Before reports emerged of a federal investigation into department contracts, Keleher had planned to stay on as an adviser to the education department. But once reports of the investigation came to light, Keleher announced she’d be dropping her role as an adviser.
Among her actions while superintendent, Keleher closed nearly a quarter of Puerto Rico’s public schools and opened the island’s first charter school. Her actions came after Hurricane Maria devastated Puerto Rico in 2017, causing an estimated 130,000 residents to leave the island and causing school enrollment to plummet. Next school year, two more charter schools are scheduled to open just as a private school voucher program is set to begin.
She called the decision to close schools challenging but necessary. Puerto Rico, she said, had not adjusted in response to long-running declines in school enrollment which were exacerbated by the hurricanes, according to the article.
“I regret the pain that that caused communities,” she said. “But somebody had to be the responsible adult in the room. They had to do what people hadn’t done in a decade.”
Her speech at the conference was not without controversy. A letter criticizing her policies signed by Yale junior Adriana Colon-Adorno, circulated at the event.
“Rather than overseeing plans that would put the public school system onto a path of genuine recovery and growth, you pushed the creation of charter schools You have relied on the emigration of families after Hurricanes Maria and Irma to justify your closing of schools, but basic logic dictates that closing schools would only worsen that the conditions that made them leave in the first place,” the letter said.
In response to the criticism, Keleher pointed to the additional resources schools received such as nurses and laptops, in addition to planned teacher pay raises.
She described the Puerto Rican school system as almost dystopian, lacking basic infrastructure and rife with corruption and patronage before she arrived.
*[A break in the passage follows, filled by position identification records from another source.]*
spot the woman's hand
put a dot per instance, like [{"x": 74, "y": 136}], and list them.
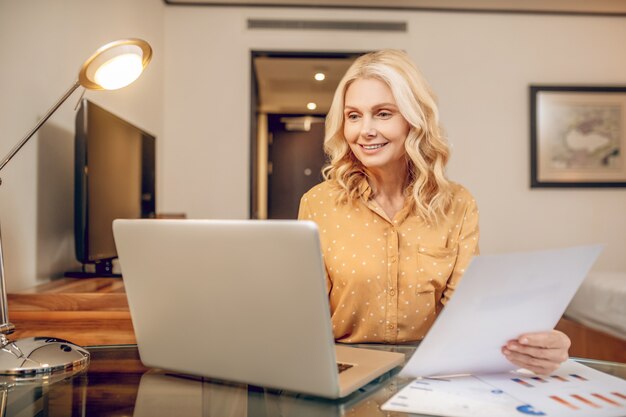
[{"x": 541, "y": 352}]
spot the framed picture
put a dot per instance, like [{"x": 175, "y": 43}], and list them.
[{"x": 578, "y": 136}]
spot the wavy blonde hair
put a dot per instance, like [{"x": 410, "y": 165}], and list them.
[{"x": 427, "y": 152}]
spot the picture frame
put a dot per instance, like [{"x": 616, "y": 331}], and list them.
[{"x": 578, "y": 136}]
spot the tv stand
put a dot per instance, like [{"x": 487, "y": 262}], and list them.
[{"x": 103, "y": 269}]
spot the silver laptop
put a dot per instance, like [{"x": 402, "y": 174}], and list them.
[{"x": 239, "y": 300}]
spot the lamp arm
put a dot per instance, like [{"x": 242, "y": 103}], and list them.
[
  {"x": 6, "y": 327},
  {"x": 54, "y": 108}
]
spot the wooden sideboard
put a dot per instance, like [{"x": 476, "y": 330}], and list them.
[
  {"x": 94, "y": 311},
  {"x": 85, "y": 311}
]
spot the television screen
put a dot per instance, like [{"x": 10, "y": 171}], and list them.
[{"x": 114, "y": 178}]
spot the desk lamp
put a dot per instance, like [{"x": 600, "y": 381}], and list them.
[{"x": 113, "y": 66}]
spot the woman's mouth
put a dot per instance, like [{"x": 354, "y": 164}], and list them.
[{"x": 372, "y": 147}]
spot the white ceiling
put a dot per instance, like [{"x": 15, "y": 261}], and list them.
[{"x": 610, "y": 7}]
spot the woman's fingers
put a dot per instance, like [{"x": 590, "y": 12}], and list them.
[
  {"x": 537, "y": 365},
  {"x": 540, "y": 352}
]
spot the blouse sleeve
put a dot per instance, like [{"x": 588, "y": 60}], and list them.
[
  {"x": 466, "y": 249},
  {"x": 304, "y": 213}
]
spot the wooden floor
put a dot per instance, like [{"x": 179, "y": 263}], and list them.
[{"x": 94, "y": 311}]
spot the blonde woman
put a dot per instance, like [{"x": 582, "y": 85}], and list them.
[{"x": 396, "y": 234}]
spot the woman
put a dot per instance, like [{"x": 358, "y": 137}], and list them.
[{"x": 396, "y": 234}]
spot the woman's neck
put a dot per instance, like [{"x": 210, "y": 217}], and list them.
[{"x": 388, "y": 190}]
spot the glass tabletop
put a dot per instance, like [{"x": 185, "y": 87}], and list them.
[{"x": 117, "y": 384}]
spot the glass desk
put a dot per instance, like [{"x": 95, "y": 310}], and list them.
[{"x": 116, "y": 384}]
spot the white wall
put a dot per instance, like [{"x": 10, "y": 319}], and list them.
[
  {"x": 42, "y": 46},
  {"x": 479, "y": 64},
  {"x": 195, "y": 98}
]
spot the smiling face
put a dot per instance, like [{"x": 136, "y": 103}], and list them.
[{"x": 373, "y": 126}]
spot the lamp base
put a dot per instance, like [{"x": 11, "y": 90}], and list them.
[{"x": 34, "y": 357}]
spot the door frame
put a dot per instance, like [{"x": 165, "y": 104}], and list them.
[{"x": 258, "y": 126}]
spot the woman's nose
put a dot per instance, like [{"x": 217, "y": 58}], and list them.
[{"x": 368, "y": 130}]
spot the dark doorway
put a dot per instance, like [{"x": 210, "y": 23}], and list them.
[
  {"x": 295, "y": 158},
  {"x": 288, "y": 106}
]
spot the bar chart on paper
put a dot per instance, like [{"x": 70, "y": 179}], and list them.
[{"x": 574, "y": 390}]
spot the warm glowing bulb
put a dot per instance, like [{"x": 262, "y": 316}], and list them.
[{"x": 119, "y": 71}]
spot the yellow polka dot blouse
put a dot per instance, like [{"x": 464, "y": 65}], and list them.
[{"x": 389, "y": 278}]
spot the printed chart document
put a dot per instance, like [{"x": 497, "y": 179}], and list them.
[
  {"x": 574, "y": 390},
  {"x": 499, "y": 298}
]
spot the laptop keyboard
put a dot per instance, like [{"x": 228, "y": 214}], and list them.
[{"x": 343, "y": 367}]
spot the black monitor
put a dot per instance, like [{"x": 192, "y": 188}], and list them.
[{"x": 114, "y": 178}]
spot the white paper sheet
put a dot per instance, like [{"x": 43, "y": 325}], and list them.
[
  {"x": 499, "y": 298},
  {"x": 574, "y": 390}
]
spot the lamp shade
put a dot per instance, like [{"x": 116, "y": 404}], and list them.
[{"x": 115, "y": 65}]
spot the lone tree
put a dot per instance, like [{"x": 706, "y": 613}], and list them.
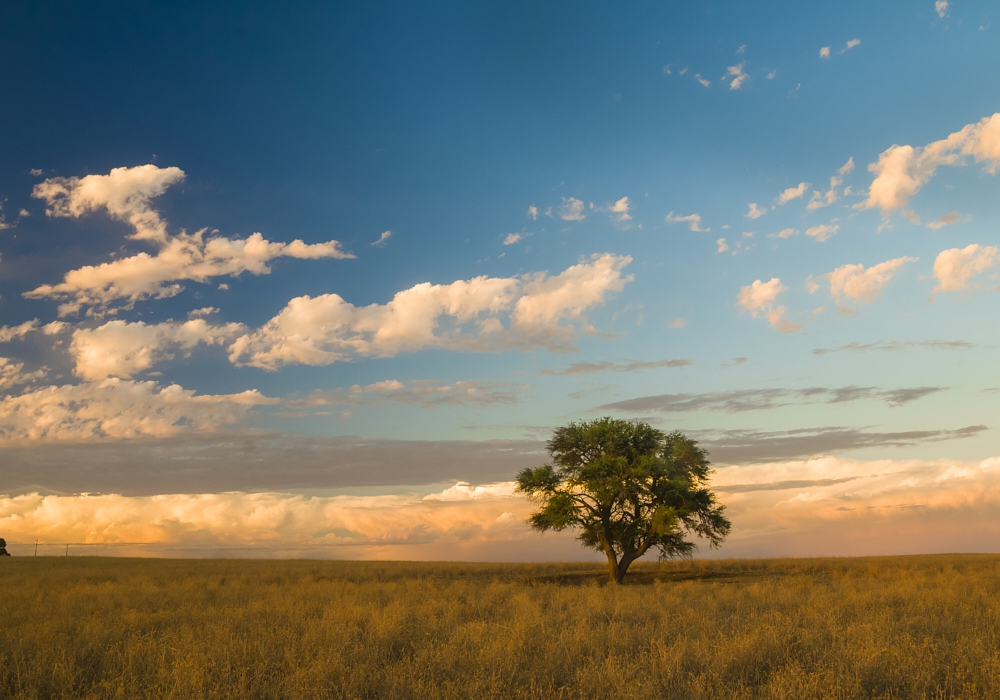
[{"x": 627, "y": 487}]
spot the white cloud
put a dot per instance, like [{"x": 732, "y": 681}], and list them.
[
  {"x": 952, "y": 217},
  {"x": 120, "y": 349},
  {"x": 823, "y": 506},
  {"x": 759, "y": 300},
  {"x": 463, "y": 519},
  {"x": 126, "y": 193},
  {"x": 201, "y": 313},
  {"x": 620, "y": 210},
  {"x": 855, "y": 283},
  {"x": 118, "y": 408},
  {"x": 12, "y": 374},
  {"x": 784, "y": 233},
  {"x": 822, "y": 232},
  {"x": 417, "y": 392},
  {"x": 540, "y": 311},
  {"x": 9, "y": 333},
  {"x": 737, "y": 75},
  {"x": 954, "y": 268},
  {"x": 793, "y": 193},
  {"x": 571, "y": 210},
  {"x": 901, "y": 171},
  {"x": 693, "y": 219}
]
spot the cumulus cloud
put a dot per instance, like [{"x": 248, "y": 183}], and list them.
[
  {"x": 839, "y": 506},
  {"x": 758, "y": 299},
  {"x": 540, "y": 311},
  {"x": 634, "y": 366},
  {"x": 426, "y": 393},
  {"x": 952, "y": 217},
  {"x": 120, "y": 349},
  {"x": 9, "y": 333},
  {"x": 12, "y": 374},
  {"x": 203, "y": 312},
  {"x": 571, "y": 210},
  {"x": 822, "y": 232},
  {"x": 461, "y": 518},
  {"x": 901, "y": 171},
  {"x": 783, "y": 233},
  {"x": 117, "y": 408},
  {"x": 821, "y": 506},
  {"x": 956, "y": 267},
  {"x": 793, "y": 193},
  {"x": 693, "y": 220},
  {"x": 126, "y": 194},
  {"x": 898, "y": 345},
  {"x": 856, "y": 283},
  {"x": 743, "y": 400},
  {"x": 735, "y": 76}
]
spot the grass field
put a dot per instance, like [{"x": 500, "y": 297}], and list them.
[{"x": 901, "y": 627}]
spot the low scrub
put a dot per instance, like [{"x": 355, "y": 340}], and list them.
[{"x": 904, "y": 627}]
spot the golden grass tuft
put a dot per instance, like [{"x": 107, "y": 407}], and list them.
[{"x": 900, "y": 627}]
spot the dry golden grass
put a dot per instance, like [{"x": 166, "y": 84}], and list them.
[{"x": 903, "y": 627}]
Decisions not to award contracts to political campaign workers, she said, earned her “a very vast and powerful group of enemies.”
But her actions were not enough for some on the island. “During her tenure, Puerto Rico’s Education Secretary Julia Keleher treated educators and parents as a speed bump, implementing policies that created chaos and instability for the island’s 320,000 schoolchildren,” American Federation of Teachers President Randi Weingarten and Puerto Rico’s teachers’ union chief Aida Diaz said in a statement Tuesday.
During her speech at Yale, Keleher said it was the right time to turn power over to someone better at handling the nitty-gritty details now that sweeping changes are in the works.
“It was the appropriate time for someone to take on the leadership role who will be responsible for implementation,” Keleher said.